問題の本質は「会社が成長するほど、税負担が重くなる」こと
オーナー経営者にとって、自社株の評価額は非常に悩ましい問題です。会社の業績が上がれば上がるほど、株価も上がる。本来は喜ばしいことのはずが、相続という文脈では「子どもへの重荷」に変わってしまいます。
田中社長の場合、自社株の評価額は10億円超。相続税率を考えると、最悪のケースでは数億円規模の税負担が子どもたちにのしかかる計算でした。しかも、製造業の場合は会社の資産が設備や土地に固まっていることが多く、「株は相続したけど、納税資金がない」という最悪の事態も十分ありえます。
田中社長が選んだのが「持株会社スキーム」だった
税理士と相談を重ねた結果、田中社長が採用したのが持株会社(資産管理会社)を活用する方法です。
仕組みをシンプルに言うと、「事業をしている会社の上に、株式を保有するだけの会社を一枚かませる」というイメージです。田中社長が直接持っていた事業会社の株式を、新たに設立した持株会社に移転させます。
ここで重要なのが「評価方法の違い」です。事業会社は利益が出ており、純資産も厚い。だから評価が高くなる。一方、持株会社は事業会社から受け取る配当が主な収益になるため、収益力という観点での評価が下がりやすくなります。
結果として、田中社長のケースでは自社株の評価額が10億円から約5.5億円まで圧縮できました。約4.5億円の圧縮効果、率にして45%ほどの削減です。これだけで相続税の負担が数千万円単位で変わってきます。

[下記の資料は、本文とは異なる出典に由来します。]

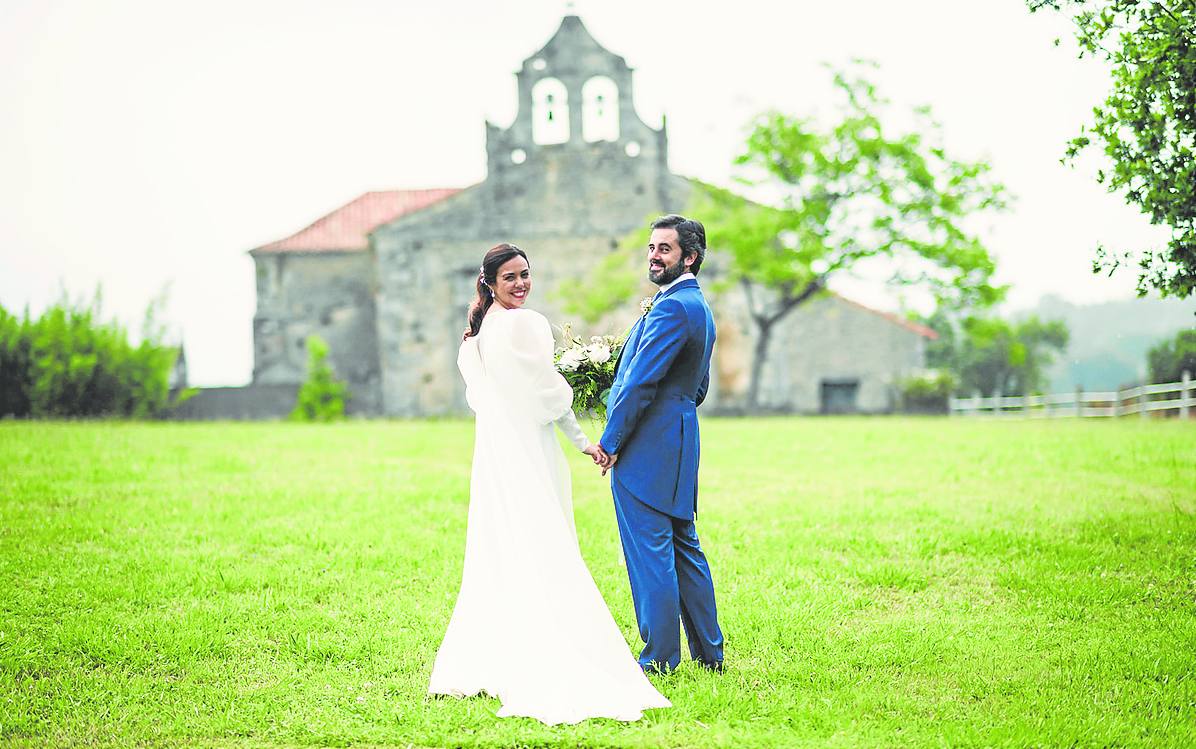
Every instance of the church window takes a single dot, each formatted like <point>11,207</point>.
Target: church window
<point>550,111</point>
<point>599,109</point>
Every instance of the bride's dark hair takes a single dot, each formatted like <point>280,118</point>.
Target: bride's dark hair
<point>494,259</point>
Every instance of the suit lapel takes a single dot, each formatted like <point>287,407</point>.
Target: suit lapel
<point>633,335</point>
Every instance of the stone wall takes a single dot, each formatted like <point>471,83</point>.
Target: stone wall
<point>828,342</point>
<point>427,263</point>
<point>330,294</point>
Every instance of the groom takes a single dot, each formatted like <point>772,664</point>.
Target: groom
<point>660,379</point>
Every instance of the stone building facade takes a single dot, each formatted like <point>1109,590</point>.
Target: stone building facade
<point>388,278</point>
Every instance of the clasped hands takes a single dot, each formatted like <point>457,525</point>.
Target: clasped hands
<point>602,458</point>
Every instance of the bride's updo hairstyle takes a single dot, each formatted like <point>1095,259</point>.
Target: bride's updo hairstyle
<point>494,259</point>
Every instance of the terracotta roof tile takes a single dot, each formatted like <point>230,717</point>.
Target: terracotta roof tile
<point>348,227</point>
<point>922,330</point>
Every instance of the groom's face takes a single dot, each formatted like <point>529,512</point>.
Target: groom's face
<point>665,259</point>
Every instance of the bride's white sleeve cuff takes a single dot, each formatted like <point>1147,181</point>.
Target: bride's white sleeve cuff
<point>568,424</point>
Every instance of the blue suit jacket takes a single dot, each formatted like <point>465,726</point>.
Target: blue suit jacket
<point>661,377</point>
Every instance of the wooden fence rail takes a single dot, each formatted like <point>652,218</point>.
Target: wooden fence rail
<point>1142,400</point>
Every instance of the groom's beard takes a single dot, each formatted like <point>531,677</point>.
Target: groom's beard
<point>667,274</point>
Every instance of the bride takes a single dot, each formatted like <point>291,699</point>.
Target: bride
<point>530,626</point>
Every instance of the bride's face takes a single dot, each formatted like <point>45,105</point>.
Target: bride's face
<point>512,282</point>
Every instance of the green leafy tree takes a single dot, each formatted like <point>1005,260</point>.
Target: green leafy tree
<point>1146,126</point>
<point>1170,359</point>
<point>994,355</point>
<point>843,198</point>
<point>322,396</point>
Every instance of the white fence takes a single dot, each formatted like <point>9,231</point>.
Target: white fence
<point>1143,401</point>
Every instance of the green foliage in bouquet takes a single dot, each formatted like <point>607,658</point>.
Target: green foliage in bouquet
<point>590,370</point>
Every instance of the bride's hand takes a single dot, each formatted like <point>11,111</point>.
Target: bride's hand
<point>596,454</point>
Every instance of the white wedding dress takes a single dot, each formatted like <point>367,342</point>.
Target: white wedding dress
<point>530,626</point>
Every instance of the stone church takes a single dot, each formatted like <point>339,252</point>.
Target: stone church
<point>388,278</point>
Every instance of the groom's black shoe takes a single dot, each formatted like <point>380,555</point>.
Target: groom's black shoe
<point>713,665</point>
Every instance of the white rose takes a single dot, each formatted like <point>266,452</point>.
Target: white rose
<point>598,353</point>
<point>571,360</point>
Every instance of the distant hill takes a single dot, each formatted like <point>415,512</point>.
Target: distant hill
<point>1110,340</point>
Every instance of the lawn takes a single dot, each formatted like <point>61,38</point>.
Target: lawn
<point>880,582</point>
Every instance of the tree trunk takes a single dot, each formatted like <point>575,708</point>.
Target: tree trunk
<point>758,358</point>
<point>764,323</point>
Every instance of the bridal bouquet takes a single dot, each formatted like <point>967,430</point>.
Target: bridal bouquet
<point>589,369</point>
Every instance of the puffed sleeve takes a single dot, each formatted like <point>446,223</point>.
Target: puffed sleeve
<point>523,369</point>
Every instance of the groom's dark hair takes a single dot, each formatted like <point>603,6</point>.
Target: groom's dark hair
<point>690,233</point>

さらに「役員報酬の分散」と「含み損資産の活用」で追い打ち
持株会社スキームと合わせて活用したのが、役員報酬の分散です。持株会社が設立されることで、後継者や配偶者を役員として報酬を分散しやすくなります。個人の所得税の累進課税を緩和しながら、資産の移転も進められるのは大きなメリットです。
また、会社が保有する含み損の資産を整理し、純資産を圧縮する手法も組み合わせています。評価額の計算に影響する純資産を適切にコントロールすることで、さらに節税効果を高めることができました。

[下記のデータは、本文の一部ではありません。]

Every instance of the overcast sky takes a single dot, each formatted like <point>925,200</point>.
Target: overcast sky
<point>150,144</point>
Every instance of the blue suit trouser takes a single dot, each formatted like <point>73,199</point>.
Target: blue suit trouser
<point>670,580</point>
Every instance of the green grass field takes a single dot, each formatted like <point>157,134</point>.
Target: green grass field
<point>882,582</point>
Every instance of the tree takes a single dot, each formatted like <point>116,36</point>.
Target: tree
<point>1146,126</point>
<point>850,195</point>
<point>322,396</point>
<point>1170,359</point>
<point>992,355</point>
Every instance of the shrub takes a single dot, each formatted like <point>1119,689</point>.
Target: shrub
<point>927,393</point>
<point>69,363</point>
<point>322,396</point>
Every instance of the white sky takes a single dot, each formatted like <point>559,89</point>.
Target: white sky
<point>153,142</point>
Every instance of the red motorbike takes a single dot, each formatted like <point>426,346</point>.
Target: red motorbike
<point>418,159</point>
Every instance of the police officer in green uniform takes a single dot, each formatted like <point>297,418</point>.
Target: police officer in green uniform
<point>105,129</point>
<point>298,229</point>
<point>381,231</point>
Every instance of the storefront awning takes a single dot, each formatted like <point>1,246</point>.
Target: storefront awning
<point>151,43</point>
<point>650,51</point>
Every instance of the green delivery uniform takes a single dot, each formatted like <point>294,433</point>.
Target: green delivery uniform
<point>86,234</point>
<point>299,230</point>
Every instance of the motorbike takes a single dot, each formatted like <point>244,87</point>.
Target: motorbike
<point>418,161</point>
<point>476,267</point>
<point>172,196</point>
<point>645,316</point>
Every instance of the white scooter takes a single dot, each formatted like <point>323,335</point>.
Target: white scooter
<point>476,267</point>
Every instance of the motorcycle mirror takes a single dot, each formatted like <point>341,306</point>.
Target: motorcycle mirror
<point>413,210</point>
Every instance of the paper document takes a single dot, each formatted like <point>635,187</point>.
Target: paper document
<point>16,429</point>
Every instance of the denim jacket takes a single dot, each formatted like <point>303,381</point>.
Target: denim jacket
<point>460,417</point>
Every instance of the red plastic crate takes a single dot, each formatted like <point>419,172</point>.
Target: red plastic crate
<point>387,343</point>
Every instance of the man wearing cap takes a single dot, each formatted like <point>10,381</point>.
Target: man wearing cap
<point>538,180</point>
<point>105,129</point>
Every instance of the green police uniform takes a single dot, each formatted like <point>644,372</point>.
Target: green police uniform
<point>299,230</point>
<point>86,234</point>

複数の手法を組み合わせた結果、当初10億円超だった課税対象の評価が大幅に圧縮され、子どもたちへの相続税負担を現実的な水準に抑えることに成功しています。
注意点:「設計ミス」は税務否認という最悪の結末につながる
ここまで読んで「うちもやってみたい」と思った方に、一つだけ強調しておきたいことがあります。

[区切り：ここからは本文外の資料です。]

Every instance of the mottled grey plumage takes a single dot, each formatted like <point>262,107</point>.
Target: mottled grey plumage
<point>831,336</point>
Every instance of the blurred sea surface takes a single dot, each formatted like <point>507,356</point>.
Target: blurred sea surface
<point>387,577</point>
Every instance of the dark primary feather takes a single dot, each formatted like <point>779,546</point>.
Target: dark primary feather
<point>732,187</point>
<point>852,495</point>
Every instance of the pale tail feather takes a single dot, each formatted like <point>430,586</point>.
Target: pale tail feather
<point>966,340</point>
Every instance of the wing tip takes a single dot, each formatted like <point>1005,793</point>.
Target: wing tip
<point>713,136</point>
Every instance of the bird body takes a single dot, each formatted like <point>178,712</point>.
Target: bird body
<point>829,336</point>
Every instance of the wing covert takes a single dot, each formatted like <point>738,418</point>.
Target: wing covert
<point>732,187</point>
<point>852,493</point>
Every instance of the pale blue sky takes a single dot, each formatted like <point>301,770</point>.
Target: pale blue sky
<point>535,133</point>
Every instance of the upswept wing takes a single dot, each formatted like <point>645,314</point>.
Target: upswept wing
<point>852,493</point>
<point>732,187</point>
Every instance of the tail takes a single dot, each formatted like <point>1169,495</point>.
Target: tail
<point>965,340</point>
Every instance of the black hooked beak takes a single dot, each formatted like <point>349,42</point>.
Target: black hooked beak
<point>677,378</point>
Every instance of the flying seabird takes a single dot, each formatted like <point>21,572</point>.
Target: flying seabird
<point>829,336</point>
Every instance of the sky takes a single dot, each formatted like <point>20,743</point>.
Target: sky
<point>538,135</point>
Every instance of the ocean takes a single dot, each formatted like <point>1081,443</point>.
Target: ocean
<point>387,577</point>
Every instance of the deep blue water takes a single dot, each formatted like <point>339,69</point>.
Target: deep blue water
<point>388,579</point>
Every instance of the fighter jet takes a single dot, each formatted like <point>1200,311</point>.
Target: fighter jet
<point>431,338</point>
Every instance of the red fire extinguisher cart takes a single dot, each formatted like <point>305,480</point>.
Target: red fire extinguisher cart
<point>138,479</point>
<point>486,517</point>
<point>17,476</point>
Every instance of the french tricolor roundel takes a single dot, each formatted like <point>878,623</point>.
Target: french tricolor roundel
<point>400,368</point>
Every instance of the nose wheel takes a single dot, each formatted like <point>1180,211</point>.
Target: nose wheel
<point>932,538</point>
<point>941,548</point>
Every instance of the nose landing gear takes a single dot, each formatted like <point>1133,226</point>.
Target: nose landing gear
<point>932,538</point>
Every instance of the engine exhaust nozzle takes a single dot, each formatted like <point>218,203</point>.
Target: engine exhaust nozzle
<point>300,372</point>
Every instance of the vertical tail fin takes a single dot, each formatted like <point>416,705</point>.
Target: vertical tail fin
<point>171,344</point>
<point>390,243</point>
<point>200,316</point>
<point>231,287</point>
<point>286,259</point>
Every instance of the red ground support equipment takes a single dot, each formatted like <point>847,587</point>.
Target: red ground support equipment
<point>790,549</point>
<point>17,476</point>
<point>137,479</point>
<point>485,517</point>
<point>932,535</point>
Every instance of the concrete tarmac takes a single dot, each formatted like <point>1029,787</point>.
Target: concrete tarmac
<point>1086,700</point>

持株会社スキームは、正しく設計しないと税務否認のリスクがあります。形だけ会社を設立して実態がない、あるいは租税回避目的が明らかと判断されれば、税務調査で否認されて追徴課税が発生することもあります。
特に注意すべき点を挙げると、
- 持株会社に実態のある経営管理機能を持たせること
- 移転のタイミングや方法が贈与税・みなし配当に影響することがあること
- グループ全体の法人税・消費税への影響も含めてトータルで試算すること
といった論点が絡み合ってきます。表面的な評価額の圧縮だけを見て飛びつくと、思わぬコストが発生することもあるので注意が必要です。
「相続が近づいてから動く」では遅い
持株会社スキームを含む自社株の評価対策は、効果が出るまでに一定の時間がかかります。会社設立、株式移転、評価の安定化……これらをきちんと積み上げるには、最低でも数年単位の時間軸が必要です。
田中社長も「もっと早く動いていれば、もう少し選択肢があったかもしれない」とおっしゃっていました。元気なうちに、業績が好調なうちに、対策を始めることが何より大切です。
自社株の評価額が5000万円を超えてきたら、一度は専門家に相続税の試算を依頼することをおすすめします。「うちはまだ先の話」と思っていた社長が、試算結果を見て青ざめるケースは珍しくありません。今期中に一度、顧問税理士に相談してみてはいかがでしょうか。
※本記事は一般的な情報提供を目的としています。具体的な税務判断は税理士にご相談ください。